Smart brands know that having a social strategy is key before engaging with their customers on social channels. They also know that 80% of the time they don’t control their brand — their customers do.
As a business owner or marketer you can control your brand to a point, but for the most part you are not in control of your brand, your customers are and social media has made it so. How? Because brands now know that in order to be relevant they need to be social. They’ve figured out how to measure the quantifiable metrics, but are in a fog about how to measure the soft metrics like sentiment, and what all of the likes, retweets, and various social interactions really mean to their bottom line.
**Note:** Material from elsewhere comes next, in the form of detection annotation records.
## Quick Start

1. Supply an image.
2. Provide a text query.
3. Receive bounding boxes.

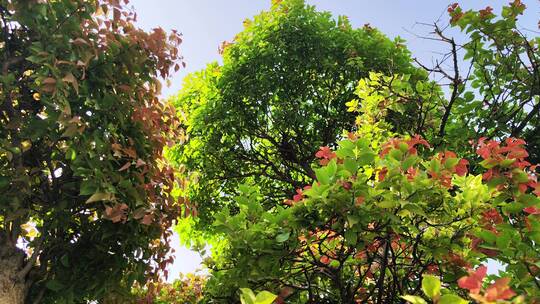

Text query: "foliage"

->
[0,0,181,303]
[199,70,540,303]
[414,0,540,162]
[135,273,206,304]
[240,288,277,304]
[171,0,423,229]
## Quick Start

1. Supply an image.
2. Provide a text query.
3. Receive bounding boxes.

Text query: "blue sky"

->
[126,0,540,279]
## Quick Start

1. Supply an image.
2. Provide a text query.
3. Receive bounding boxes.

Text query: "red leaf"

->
[458,266,487,294]
[486,278,516,302]
[118,162,131,171]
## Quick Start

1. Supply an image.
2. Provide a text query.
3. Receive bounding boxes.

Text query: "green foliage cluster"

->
[171,0,540,303]
[0,0,181,303]
[201,74,540,303]
[133,273,206,304]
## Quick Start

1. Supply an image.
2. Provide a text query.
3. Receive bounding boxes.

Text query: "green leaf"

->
[438,294,469,304]
[357,152,376,167]
[276,232,291,243]
[422,275,441,299]
[315,168,330,185]
[254,290,277,304]
[86,192,113,204]
[401,295,427,304]
[377,200,398,209]
[343,158,358,174]
[240,288,256,304]
[45,280,65,291]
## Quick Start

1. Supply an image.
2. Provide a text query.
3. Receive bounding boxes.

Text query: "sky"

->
[129,0,540,280]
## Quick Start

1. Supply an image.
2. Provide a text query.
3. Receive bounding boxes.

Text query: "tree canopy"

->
[171,0,425,223]
[179,1,540,303]
[0,0,181,303]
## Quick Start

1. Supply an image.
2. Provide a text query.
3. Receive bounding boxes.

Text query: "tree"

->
[0,0,181,303]
[409,1,540,162]
[171,0,425,225]
[207,74,540,303]
[196,1,540,303]
[134,273,206,304]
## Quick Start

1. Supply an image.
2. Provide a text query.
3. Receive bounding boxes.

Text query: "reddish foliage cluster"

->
[476,138,540,196]
[458,266,516,303]
[428,151,469,188]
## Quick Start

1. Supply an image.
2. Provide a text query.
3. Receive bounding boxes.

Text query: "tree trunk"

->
[0,232,27,304]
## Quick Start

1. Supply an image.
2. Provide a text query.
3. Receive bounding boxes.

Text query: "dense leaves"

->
[207,88,540,303]
[0,0,181,303]
[171,0,422,224]
[133,273,206,304]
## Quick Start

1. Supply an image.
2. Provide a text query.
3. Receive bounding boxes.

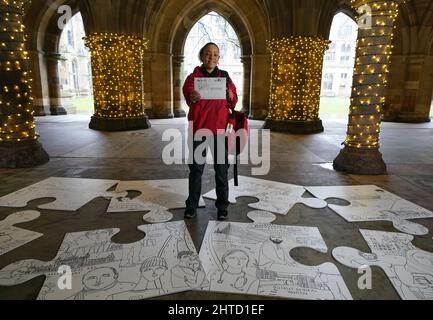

Einstein Photo credit: American Photo Archive
Today, smart brands know they need to respond to trends, they need to build trust with their customers, and they need to provide value to their fans/followers. The investment in social media by companies has grown exponentially year over year. According to eMarketer, in a study from AdAge and Citigroup they found that 72.9% of respondents said they expected their overall social media budget to increase over the next year. And with this investment comes the need to be able to measure all of this social media effort.
You can certainly measure the overall number of retweets or likes or fans and followers. These are hard metrics. But can you link that back to how those metrics affect your bottom line? or better yet, how they affect your overall brand affinity? Are you measuring the sentiment of brand mentions, retweets, comments and shares, and getting in front of it if is negative? Nurturing it if it positive? Are your tweets motivating your audience to take a specific action? Can you measure that action and tie it to revenue or a referral sale? All of these questions take into consideration soft metrics that no one is bothering to measure.
Examples of affinity:
In 2006 Taco Bell created the Fourth Meal targeting late night eaters (and indirectly, stoners). Taco Bell found that late night tweeting led to late night eating. They tweet well into the night to attract late night munchers.
Bloomingdales – recently engaged with their customers by empathizing that they might be taking it easy after a long hard week and staying in. So they asked in a tweet on a Friday night, “Who is staying in tonight? Wanna treat your home? Our July Home Sale is ending on Sun 7/22! Save 20-40%.” They also do weekly giveaways – knowing that their customers want free stuff.
Examples of where 140 went wrong:
McDonalds – the freshest disaster in our minds was when McDonald’s earlier this year tried to make a hashtag go viral called #McDstories. They wanted consumers to share their positive experiences with McDonald’s healthy ingredients and instead had customers use it to voice their complaints. Yikes!
Toyota – during the 2012 Superbowl decided to create several (six or so) Twitter accounts promoting their Camry Effect campaign where they were giving away a car to people who were tweeting about the football game. It didn’t have anything to do with the SuperBowl. Later they issued an apology and realized that spamming their potential customers was not the best way to engage them.
Are you missing that one ingredient?
Measuring soft metrics such as sentiment and being able to tie that directly to sales or referrals is what you need to add to your success metrics. Just because you have 100,000 fans on Facebook and 5,000 of them are “talking about you” doesn’t mean squat if they are all talking negatively about your brand. You need to be listening and monitoring at all times. You need to nurture those fans and followers because brand affinity comes out of relationship building, not out of a contest or coupon giveaway. Remember, it’s not about the overall number, it’s about the quality and sentiment of those who make that number up.